LES ÉCONOMISTES N’AIMENT PAS LES CADEAUX

Par Jean Cornil

Quatre livres sterling (4,50 €). C’est le prix à payer depuis 2015 pour se recueillir sur la tombe de Karl Marx au cimetière de Hihgate à Londres. On pourrait y voir le paroxysme de la victoire du capitalisme et de son exceptionnelle capacité à tout récupérer par une marchandisation absolue de tous les biens et tous les services. Mais est-ce aussi antimarxiste que cela parait ? Le cimetière est privé et l’entretien des sépultures exige un travail permanent, lequel, selon l’auteur du Capital, doit être justement rémunéré…

 

 

Cette anecdote, moins insignifiante qu’il n’y semble, témoigne de l’inexorable avancée de la monétarisation du monde. L’argent, peut désormais, selon la formule du philosophe Michaël Sandel, à peu près tout acheter. Une cellule de prison améliorée, la conception d’un enfant, la lecture d’un livre, le droit de tuer un rhinocéros noir ou le numéro de GSM de votre médecin. Plus encore, vous pouvez acheter sur internet les services d’une personne qui présentera des excuses à votre place, des discours de mariage ou, peut-être un jour, un bébé à adopter comme l’a suggéré le juge américain Richard Posner. Recourir au marché pour attribuer les nouveau-nés proposés à l’adoption, vendre les bébés aux enchères et les payer au prix du marché ? L’infernale logique du capitalisme n’a pas encore franchi cette limite.

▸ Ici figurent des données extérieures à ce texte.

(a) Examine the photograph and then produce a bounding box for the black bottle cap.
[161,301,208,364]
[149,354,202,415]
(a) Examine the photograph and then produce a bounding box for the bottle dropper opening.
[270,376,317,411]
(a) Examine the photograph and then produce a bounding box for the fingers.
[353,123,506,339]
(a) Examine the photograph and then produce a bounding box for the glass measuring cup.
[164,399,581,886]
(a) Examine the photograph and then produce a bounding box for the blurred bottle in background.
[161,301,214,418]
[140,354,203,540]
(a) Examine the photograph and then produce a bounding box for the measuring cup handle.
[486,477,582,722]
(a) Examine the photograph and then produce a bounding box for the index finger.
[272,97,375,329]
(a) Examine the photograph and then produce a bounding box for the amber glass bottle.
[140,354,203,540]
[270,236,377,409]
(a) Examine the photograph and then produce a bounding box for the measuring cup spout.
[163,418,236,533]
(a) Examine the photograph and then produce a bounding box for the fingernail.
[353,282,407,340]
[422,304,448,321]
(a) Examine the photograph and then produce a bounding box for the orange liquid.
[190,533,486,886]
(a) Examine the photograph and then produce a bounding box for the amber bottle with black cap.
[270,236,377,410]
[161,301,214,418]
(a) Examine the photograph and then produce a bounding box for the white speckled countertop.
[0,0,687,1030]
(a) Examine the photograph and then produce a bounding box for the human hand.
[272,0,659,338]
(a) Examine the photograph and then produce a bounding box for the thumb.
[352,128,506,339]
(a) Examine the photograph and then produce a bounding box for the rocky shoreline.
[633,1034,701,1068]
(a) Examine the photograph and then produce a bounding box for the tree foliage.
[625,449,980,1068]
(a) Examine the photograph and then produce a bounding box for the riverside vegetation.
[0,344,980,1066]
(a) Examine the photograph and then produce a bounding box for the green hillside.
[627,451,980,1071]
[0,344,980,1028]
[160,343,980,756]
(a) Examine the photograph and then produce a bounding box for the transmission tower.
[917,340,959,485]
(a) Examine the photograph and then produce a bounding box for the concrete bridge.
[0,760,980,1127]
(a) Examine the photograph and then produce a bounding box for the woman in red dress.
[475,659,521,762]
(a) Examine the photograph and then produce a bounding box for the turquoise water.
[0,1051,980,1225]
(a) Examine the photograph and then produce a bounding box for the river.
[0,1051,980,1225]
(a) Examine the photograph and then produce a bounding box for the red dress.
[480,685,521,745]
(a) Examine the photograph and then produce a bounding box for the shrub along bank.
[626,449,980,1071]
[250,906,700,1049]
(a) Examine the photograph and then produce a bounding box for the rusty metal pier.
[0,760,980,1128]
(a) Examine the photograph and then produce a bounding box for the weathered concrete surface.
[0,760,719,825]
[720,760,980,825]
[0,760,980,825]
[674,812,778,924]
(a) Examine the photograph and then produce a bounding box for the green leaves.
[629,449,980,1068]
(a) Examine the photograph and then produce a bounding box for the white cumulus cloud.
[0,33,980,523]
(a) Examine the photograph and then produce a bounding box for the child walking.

Le premier effet de ce funeste engrenage est la corruption du bien ou du service. Sa mise à prix transforme sa valeur et sa signification. Le marché évince la morale. Que vaudrait un prix Nobel acheté, une relation d’amitié tarifée, un cadeau aussitôt revendu sur le net ? La mise sur le marché d’un bien ou d’une valeur transforme toute la symbolique qui lui est attachée. Jean-Pierre Dupuy illustre cette corruption par l’exemple du retard des parents dans les crèches israéliennes. Vu le surcroit de travail des puéricultrices suite aux retards des parents, les crèches décidèrent de faire payer une amende aux retardataires, supposée engendrer une certaine culpabilité. Résultat ? Les parents arrivèrent plus nombreux en retard. « L’amende se voulait une sanction morale. Le simple fait qu’elle se payât en argent la rabattit sur un échange d’un tout autre type, non plus mal contre mal, mais bien contre bien, analogue à l’achat d’un service marchand » écrit le philosophe.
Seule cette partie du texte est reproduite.